The blunt assessment from Fadell – who led Apple’s influential iPod and original iPhone hardware teams – comes amid heightened expectations for the tech behemoth to reveal its generative AI game plan at its annual developer conference next month. But the erstwhile insider contends any such plans are likely doomed by Apple’s failure to invest sufficiently in the hyperscale data centers and computing power that underpin AI breakthroughs.
Taking a Swipe at Apple’s Capital Return Strategy
In his broadside, Fadell argued Apple’s $90 billion stock buyback program runs counter to the “capital investments in AI, data centers, etc.” being made by rivals to fortify their positions. He even invoked the philosophy of late founder Steve Jobs “loathed stock buybacks” because they did little to feed the company’s all-important innovation pipeline.
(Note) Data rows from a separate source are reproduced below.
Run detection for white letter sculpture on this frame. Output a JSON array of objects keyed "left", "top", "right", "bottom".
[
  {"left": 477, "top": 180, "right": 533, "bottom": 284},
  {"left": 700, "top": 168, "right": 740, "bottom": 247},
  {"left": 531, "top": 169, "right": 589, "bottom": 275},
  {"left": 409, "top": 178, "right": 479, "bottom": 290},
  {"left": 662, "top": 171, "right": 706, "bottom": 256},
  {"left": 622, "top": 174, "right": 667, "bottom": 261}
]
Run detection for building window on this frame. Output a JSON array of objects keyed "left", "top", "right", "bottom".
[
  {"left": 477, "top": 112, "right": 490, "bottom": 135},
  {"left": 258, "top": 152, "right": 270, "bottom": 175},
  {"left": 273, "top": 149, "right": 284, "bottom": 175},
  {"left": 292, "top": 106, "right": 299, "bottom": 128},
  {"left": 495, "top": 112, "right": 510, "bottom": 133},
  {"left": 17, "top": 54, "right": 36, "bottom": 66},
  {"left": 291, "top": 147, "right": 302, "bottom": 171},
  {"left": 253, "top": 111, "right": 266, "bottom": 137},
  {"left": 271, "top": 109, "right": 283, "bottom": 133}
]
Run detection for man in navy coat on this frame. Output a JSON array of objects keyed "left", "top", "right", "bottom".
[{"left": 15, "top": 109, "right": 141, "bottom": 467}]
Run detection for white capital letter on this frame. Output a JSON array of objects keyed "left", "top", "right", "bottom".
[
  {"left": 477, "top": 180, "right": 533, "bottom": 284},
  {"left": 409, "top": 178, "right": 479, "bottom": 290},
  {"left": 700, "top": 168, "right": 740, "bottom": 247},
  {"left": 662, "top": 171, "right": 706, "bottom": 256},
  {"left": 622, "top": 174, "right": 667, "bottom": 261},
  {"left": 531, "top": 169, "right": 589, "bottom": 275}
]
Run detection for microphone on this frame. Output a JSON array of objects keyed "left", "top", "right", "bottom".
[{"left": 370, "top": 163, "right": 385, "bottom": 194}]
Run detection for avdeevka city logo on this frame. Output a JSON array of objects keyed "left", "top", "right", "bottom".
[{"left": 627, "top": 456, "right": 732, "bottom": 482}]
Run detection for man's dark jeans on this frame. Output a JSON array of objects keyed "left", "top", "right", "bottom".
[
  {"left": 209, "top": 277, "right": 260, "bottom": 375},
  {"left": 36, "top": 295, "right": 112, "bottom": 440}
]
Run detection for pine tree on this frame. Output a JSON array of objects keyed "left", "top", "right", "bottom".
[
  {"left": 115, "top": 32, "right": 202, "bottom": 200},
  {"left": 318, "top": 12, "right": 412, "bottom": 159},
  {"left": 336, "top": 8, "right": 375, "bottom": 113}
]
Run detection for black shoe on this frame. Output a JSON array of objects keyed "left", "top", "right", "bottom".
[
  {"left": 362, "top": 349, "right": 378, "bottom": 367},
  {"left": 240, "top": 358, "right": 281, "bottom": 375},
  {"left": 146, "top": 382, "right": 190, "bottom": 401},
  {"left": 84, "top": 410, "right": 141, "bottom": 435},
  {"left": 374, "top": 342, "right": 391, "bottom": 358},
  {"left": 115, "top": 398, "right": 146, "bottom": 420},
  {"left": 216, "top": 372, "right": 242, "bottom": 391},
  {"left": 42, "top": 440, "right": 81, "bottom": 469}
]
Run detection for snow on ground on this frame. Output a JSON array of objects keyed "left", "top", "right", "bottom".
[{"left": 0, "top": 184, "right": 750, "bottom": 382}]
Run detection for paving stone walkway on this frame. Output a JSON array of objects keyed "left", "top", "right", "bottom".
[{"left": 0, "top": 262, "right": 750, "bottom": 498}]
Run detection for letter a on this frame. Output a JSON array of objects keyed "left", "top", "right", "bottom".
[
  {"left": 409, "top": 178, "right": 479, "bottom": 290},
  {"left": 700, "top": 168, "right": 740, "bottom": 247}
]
While admitting Apple has experience operating data centers to serve software and services at scale, Fadell dismissed that institutional knowledge as inadequate for modern AI workloads. Simply put, he sees Apple’s lack of raw data center capacity as a fatal flaw that may require it to partner with others already ahead of the game.
Apple has remained largely silent on its AI strategy amid the frenzy over AI, while deflecting criticism that it’s fallen behind. If Fadell’s assessment proves accurate, playing catch-up could prove exceedingly difficult – and costly – versus competitors that capitalized on building hyperscale AI-first infrastructure years ago.